The Three Kingdoms of Gaming
There is a war that has been raging in our world for decades. A war fought, not between nations and kingdoms, but between the giants of the games industry. This war began underground; in the nineties arguments over Nintendo vs Sony, or Mario vs Sonic were ones fought in school-grounds and arcades, by those who KNEW. As the market has expanded (and those school children have grown up) the war has become far more public, today fought with SuperBowl commercials, in living rooms and bars. And as the war has risen in scope to be fought by the mainstream public, a line has been drawn in the sand on the battlefield. Nobody is sure who drew the first stroke, but it is there, and looks like it is here to stay. That line is the distinction between a “casual” and a “hardcore” gamer. As we approach the horizon of a new console cycle, there is a danger that the line is in the wrong place.
Where is the line drawn now? In 2006, Nintendo’s release of the Wii console could well be described as the event that made the line visible. Having earned a reputation for a domain of easily accessible, colourful, and downright simple titles, the Wii eked out an entirely new console market comprising for the first time not of scrawny school-children and socially awkward anoraks, but of entire families- even parents. Suddenly even teenage girls were involved, wangling remotes playing Just Dance and flailing like an epileptic at the disco, pretending to play tennis in Wii Sports. With that unexpected advent, the nomenclature of ‘Casual Gamer’ was cemented.
This dichotomisation naturally required an antithesis. Are they “Formal Gamers”? No. The title of “Hardcore Gamers” was suddenly bestowed on the rest of us- those of us who for years had not needed a title at all.
Why was this arbitrary distinction needed? Well, gamers the world over who were scratching their heads red-raw trying to understand the Wii were the very ones who made the distinction. That’s right- we brought it on ourselves. In order to critique and engage with this emerging new sect, we had to name it before we could shame it. And if there is one thing we gamers seem to like to do, it’s to comment, to criticise, and to demand more from our industry.
So half a decade later we found ourselves in a situation where the console manufactures themselves needed to justify their hardware- earnestly promising to cater for hardcore AND casual gamers. When the successor to the Wii was announced in 2011, the primary theme we gamers took from the news was that this new system would be capable of catering for hardcore gamers too. At this juncture, I’d ask the question, “What does that mean?”
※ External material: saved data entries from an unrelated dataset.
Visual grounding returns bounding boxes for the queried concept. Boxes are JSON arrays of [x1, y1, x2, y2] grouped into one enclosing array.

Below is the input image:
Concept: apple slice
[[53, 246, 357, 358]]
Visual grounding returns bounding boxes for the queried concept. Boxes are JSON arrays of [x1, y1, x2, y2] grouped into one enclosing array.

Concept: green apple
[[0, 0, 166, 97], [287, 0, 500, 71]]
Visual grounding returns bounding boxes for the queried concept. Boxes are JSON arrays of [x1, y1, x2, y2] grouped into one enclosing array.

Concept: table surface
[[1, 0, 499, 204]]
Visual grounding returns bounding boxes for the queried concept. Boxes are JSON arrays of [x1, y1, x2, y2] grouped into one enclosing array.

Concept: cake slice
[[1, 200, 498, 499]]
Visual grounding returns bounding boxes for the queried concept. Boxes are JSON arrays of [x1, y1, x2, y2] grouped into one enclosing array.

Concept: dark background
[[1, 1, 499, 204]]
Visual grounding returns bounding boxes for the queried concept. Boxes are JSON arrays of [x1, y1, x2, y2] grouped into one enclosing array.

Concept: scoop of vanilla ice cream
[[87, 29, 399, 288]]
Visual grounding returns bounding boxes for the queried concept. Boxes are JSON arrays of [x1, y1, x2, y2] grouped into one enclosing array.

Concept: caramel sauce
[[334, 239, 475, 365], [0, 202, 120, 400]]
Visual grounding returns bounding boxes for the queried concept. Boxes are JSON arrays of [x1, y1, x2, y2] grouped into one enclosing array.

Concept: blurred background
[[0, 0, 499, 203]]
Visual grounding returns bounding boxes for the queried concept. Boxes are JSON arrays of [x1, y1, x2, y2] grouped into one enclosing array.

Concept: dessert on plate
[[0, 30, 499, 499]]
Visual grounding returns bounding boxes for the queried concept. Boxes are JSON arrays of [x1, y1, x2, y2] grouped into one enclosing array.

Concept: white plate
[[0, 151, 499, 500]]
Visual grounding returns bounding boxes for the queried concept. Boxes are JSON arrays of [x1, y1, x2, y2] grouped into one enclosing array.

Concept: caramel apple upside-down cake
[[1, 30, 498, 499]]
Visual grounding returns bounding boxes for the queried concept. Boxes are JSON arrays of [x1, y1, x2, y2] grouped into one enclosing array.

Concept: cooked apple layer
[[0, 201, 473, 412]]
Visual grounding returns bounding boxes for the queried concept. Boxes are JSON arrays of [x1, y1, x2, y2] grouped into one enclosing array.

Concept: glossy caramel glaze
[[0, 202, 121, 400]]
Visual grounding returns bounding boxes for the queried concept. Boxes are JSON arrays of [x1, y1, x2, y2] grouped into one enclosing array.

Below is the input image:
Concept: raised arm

Is it Call of Duty? Is it Battlefield? Is it Fifa, Madden, or Gears of War? I ask the question because of this theme of gamers creating disjunctive distinctions between what counts as a “real gamer” and, I guess, everyone else. So – does the average jock who plays only Call of Duty and Madden count as a real gamer? You see, if your answer is negative then the inference is that these titles do not count as Hard Core games. And here we arrive at the crux of this discussion; at the outset I advanced that there is a possibility that the line is in the wrong place. A strict dichotomisation of Hardcore and Casual simply does not work. Instead, I propose that there are instead THREE categories, each of which need to be addressed and managed by console manufacturers in their own special way.
It is undeniable that Casual Gamers are a sizeable and definable market. But within the remainder of the population there is not one, but two categories. The aforementioned CoD players, and a group which could arguably be called ‘real gamers’. Why is this important? Because these three groups have completely different needs. Casual gamers need nothing more than pretty, accessible games. The CoD heads demand merely better graphics and faster, slicker versions of the games they are playing now. What about the rest of us?
Let it not be said that graphics and power are unimportant to us in the game we play. Likewise, it would be untrue to pigeon-hole us all as sequel hating IP snobs. There is one simple thing that we (should) care about: the games. We want to play new games. We want to explore, we want to feel like children again. We want to see things we have never seen before, as well as experiencing games we already love in new, exciting formats. That, I posit, is what should be the mark of a ‘real gamer’. But if we are going to create three categories, what should we call them?
“Casual Gamers” may as well remain safe under that umbrella. How about the others, who only buy the latest CoD, Fifa, or Forza? How about we refer to this group as “Social Gamers”- they play the titles that are socially common and acceptable. And what about we faithful? How about, since we seem to have a penchant for self-categorisation, we take the bull by the horns and bestow ourselves with the only title we ever really wanted: “Gamers”.